Cinquanta anni dopo la sua scomparsa, dunque, Marilyn Monroe è una delle poche dive dallo stile inimitabile che è andata oltre il grande schermo imponendosi come una presenza sensuale e gentile nelle nostre vite di tutti i giorni.

La sua storia che racconta di una donna andata ben oltre il successo immaginabile, di una diva che non è mai stata nemmeno nominata all’Oscar e, soprattutto, di una persona fragile e intelligente alla costante ricerca della propria identità, resta qualcosa di unico nella storia del cinema, soprattutto, perché la macchina da presa ha catturato qualcosa di lei che oggi, nonostante gli sforzi, non è riproducibile. Tutte le attrici che si sono misurate con la sua personalità, ne hanno colto al massimo qualche aspetto, non necessariamente solo superficiale, ma – certamente – non sono riuscite ad andare sottopelle e a replicare quel misto unico di contraddizioni che l’hanno resa la Diva in grado di definire un’epoca. Certo, ci sono altre grandi attrici che hanno qualcosa di irripetibile: Greta Garbo, Marlene Dietrich, Audrey Hepburn, Elizabeth Taylor, Sophia Loren solo per citarne alcune. Eppure la parabola di Marilyn Monroe, il suo essere stata ‘come una candela nel vento’ secondo la canzone a lei dedicata da Elton John la rendono assolutamente unica e indimenticabile, una personalità imprescindibile per chiunque ami il cinema e la storia di Hollywood, un’icona pop con cui è impossibile non misurarsi.
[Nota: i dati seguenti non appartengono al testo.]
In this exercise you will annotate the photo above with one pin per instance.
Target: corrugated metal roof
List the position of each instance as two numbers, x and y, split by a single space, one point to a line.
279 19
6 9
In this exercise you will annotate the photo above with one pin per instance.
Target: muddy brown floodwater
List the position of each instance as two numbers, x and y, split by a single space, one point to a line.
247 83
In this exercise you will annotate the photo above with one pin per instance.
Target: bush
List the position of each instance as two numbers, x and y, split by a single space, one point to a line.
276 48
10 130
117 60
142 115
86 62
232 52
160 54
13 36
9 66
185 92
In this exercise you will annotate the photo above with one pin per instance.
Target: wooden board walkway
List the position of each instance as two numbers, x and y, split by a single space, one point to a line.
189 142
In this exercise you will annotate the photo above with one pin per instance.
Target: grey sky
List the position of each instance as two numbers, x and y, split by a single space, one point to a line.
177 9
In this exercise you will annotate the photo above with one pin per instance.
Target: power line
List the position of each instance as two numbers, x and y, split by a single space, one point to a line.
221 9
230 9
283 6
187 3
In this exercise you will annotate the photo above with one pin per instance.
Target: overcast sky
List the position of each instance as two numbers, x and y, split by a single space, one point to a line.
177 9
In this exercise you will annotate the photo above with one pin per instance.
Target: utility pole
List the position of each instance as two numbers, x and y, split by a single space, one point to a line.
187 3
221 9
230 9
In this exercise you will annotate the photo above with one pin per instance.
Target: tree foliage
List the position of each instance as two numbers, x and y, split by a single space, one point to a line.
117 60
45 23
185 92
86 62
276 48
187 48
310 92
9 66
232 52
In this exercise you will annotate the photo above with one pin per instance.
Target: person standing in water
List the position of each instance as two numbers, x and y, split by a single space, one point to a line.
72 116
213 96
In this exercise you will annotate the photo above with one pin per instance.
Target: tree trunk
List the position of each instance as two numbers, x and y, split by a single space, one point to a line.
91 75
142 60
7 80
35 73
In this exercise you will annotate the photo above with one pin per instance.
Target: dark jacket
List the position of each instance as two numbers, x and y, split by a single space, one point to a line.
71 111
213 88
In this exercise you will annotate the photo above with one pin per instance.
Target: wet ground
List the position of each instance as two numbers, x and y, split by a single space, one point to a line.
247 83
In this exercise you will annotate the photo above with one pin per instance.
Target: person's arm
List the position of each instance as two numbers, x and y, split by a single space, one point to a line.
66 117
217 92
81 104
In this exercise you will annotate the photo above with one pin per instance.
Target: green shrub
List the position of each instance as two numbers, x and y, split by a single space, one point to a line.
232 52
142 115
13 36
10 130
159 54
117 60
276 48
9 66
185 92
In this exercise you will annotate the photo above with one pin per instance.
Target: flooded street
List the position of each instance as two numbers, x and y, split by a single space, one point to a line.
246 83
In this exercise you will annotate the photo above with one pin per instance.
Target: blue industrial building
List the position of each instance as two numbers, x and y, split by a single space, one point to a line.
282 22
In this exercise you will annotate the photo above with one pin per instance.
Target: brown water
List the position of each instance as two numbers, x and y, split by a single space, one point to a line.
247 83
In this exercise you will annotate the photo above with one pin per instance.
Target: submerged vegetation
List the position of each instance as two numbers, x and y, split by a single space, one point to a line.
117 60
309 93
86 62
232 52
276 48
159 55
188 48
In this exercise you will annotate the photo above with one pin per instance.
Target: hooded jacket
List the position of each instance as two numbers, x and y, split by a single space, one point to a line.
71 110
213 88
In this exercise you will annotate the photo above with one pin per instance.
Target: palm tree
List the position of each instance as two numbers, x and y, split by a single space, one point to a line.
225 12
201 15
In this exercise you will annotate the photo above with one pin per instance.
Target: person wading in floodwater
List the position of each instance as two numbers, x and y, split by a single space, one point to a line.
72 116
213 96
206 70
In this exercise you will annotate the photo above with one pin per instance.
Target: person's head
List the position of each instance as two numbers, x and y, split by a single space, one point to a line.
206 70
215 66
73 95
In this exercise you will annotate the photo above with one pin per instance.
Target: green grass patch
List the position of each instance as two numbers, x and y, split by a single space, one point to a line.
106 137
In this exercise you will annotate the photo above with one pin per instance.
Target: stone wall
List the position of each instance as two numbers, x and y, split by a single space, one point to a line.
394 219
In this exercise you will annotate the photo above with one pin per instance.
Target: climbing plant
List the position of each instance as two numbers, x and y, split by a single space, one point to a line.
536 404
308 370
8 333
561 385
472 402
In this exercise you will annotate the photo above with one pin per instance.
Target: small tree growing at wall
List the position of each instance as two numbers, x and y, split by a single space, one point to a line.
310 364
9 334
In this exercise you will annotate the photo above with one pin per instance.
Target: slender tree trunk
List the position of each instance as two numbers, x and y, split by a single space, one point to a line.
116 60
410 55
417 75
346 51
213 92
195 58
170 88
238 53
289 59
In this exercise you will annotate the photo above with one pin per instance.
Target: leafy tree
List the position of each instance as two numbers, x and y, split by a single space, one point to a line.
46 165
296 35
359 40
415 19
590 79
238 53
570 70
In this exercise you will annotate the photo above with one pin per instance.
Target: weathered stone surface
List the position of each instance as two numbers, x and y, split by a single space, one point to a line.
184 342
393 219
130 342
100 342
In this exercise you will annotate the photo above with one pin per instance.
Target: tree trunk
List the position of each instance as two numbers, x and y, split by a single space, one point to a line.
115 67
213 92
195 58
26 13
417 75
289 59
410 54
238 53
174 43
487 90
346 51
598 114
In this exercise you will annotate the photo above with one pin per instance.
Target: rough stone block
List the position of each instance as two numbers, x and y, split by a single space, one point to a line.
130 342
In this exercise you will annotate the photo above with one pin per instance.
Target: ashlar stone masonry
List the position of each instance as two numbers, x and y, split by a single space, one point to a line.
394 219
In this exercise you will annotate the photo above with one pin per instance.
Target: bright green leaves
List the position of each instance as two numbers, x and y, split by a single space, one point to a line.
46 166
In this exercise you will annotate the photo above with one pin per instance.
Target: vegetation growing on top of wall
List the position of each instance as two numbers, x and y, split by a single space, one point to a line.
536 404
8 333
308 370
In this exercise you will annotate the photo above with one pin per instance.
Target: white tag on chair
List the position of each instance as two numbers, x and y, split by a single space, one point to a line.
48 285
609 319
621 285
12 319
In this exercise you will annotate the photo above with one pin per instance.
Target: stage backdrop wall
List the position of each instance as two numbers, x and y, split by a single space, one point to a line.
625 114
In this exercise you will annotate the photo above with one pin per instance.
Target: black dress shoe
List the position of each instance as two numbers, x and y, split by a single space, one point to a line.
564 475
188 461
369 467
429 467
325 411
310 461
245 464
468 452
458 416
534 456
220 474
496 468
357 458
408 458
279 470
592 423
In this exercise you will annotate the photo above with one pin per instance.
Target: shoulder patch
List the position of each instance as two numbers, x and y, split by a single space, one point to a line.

Marilyn Monroe, dunque, vive per sempre e come lei stessa sembra avere riconosciuto, il tempo è stato galantuomo con lei, perché ci ha impedito, tutto sommato, che il nostro amore nei suoi confronti andasse scemando. Marilyn una volta ha scritto: “Ho sempre pensato che le stelle del cinema fossero persone eccitanti e di talento, piene di una personalità molto particolare. Quando le incontro alle feste scoprop che in genere sono incolore e spaventate. Sono stata spesso in silenzio per ore ad ascoltare i miei idoli cinematografici trasformarsi lentamente in persone noiose e molto meschine.”

Un qualcosa che con lei non è potuto accadere e che, forse, comunque non sarebbe mai accaduto.

Marilyn Monroe, oggi, nella sua morte ha incontrato, ironicamente, quell’amore che le era sempre mancato durante la sua vita e che l’ha resa ciò che nessun’altra è mai riuscita a diventare.